El mayor sabía mirar a la gente «con suave intensidad». Así miró a Marygay en tanto ella proseguía.

—No creo que el sargento Mandella se haya referido a fallos del condicio…

—El sargento Mandella sabe hablar por sí mismo. Quiero su propia opinión. Sus observaciones —replicó el mayor, en un tono que revelaba lo poco que le importaban.

—Bien, yo tampoco creo que sean fallos del condicionamiento, señor. No se trata de que la convivencia sea difícil. Todos están impacientes, cansados de repetir lo mismo semana tras semana.

—¿Eso significa que están deseosos de entrar en combate? —preguntó Stott, sin sarcasmo alguno.

—Quieren salir de la nave, señor; escapar a la rutina a la que han estado sometidos durante tanto tiempo.

—Pues saldrán de la nave —observó él, permitiéndose una pequeña sonrisa mecánica—. Y entonces es probable que sientan igual impaciencia por volver a ella.

Así prosiguieron las cosas por largo rato. Nadie quería decir directamente que nuestros soldados llevaban un año murmurando sobre la próxima batalla, tornándose más y más aprensivos. Y en ese momento, mientras el crucero taurino acortaba distancias, debíamos afrontar ese riesgo a sólo un mes del enfrentamiento en suelo firme.

La perspectiva de atacar el planeta portal y jugar a los soldados era ya bastante lamentable, pero al menos en tierra uno tenía la oportunidad de ayudar al destino. Eso de estar encerrado en una vaina, formando parte del blanco, mientras la Aniversario se divertía en competiciones matemáticas con la nave taurina…, estar vivo en un nanosegundo y muerto al siguiente porque alguien había cometido un error en el trigésimo decimal, todo eso era lo que me preocupaba. Pero ¿cómo decirlo ante Stott? Al fin tuve que admitir interiormente que no se trataba de una vulgar representación por su parte; en verdad no podía comprender la diferencia entre miedo y cobardía. O había recibido cierto condicionamiento a este respecto, lo cual me parecía dudoso, o estaba definitivamente loco; de cualquier modo no importaba.

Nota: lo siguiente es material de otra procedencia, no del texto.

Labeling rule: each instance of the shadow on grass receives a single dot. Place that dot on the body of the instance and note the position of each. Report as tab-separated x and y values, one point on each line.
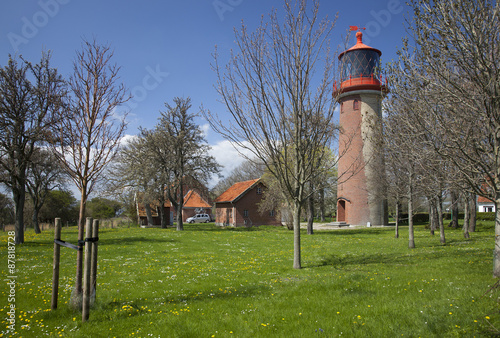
391	259
135	240
215	228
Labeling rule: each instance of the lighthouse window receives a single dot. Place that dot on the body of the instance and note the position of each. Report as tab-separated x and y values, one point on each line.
359	63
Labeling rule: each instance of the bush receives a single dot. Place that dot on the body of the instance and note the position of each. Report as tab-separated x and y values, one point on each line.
485	216
420	217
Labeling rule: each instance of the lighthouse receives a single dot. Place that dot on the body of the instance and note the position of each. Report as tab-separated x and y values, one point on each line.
361	190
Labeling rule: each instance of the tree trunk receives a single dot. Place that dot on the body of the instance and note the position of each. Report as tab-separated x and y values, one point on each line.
432	216
439	205
411	236
36	226
322	204
19	196
76	297
296	236
473	215
149	216
466	216
496	251
310	213
398	209
454	209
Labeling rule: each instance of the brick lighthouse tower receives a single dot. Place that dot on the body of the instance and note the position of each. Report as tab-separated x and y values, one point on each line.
361	191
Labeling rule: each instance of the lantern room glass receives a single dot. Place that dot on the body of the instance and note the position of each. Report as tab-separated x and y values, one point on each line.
360	63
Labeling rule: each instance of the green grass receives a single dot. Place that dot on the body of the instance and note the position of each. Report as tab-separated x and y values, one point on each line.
212	282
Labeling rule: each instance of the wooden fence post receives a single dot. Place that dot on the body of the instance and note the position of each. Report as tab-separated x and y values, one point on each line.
55	270
93	267
86	271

Mientras él administraba un buen rapapolvo a Ching (la canción de siempre), hojeé el nuevo gráfico de organización que acababa de darnos. Era más o menos como el que incluyo en la página siguiente. Casi todos me eran conocidos desde la masacre de Aleph; los únicos nuevos en mi pelotón eran Demy, Luthuli y Heyrovsky. La compañía (perdón, la «fuerza de choque») contaba en total con veinte reemplazantes por los diecinueve soldados perdidos durante la incursión de Aleph: un amputado, cuatro fiambres y catorce psicópatas, víctimas estos últimos del excesivo condicionamiento al odio.

Lo que me resultaba incomprensible era ese 20 mar 2007 escrito al final del gráfico. Yo llevaba diez años en el ejército, aunque parecían apenas dos. Dilatación cronológica, por supuesto; aun por medio de los saltos colapsares, el viaje entre estrella y estrella devora el calendario. Tras la nueva incursión era posible que me concedieran la jubilación con paga completa… siempre que yo sobreviviera al ataque y no se cambiaran las normas vigentes. Era un veterano con veinte años de guerra y sólo veinticinco de edad.

Mientras Stott hacía un resumen de lo hablado oímos un golpe en la puerta, un solo golpe muy claro.

—Adelante —dijo él.

Un alférez al que conocíamos muy poco entró en el cuarto con expresión indiferente y entregó a Stott una hoja de papel sin decir una palabra. Allí permaneció mientras el mayor la leía, en una postura que indicaba el grado exacto de insolencia. Técnicamente Stott no tenía autoridad sobre él, pero en la marina le detestaban.

El mayor le devolvió el papel sin prestarle atención.

—Deben ustedes comunicar a sus grupos respectivos que las maniobras evasivas preliminares se iniciarán a las 2010, dentro de 58 minutos —dijo, sin siquiera echar un vistazo al reloj—. Todo el personal deberá estar en las cápsulas de aceleración a las 2000. ¡Ten-ción!

Todos nos levantamos para saludar, sin entusiasmo:

—Jódase, señor.

Completamente estúpido. Stott salió de la habitación a grandes pasos, seguido por el alférez, que sonreía satisfecho.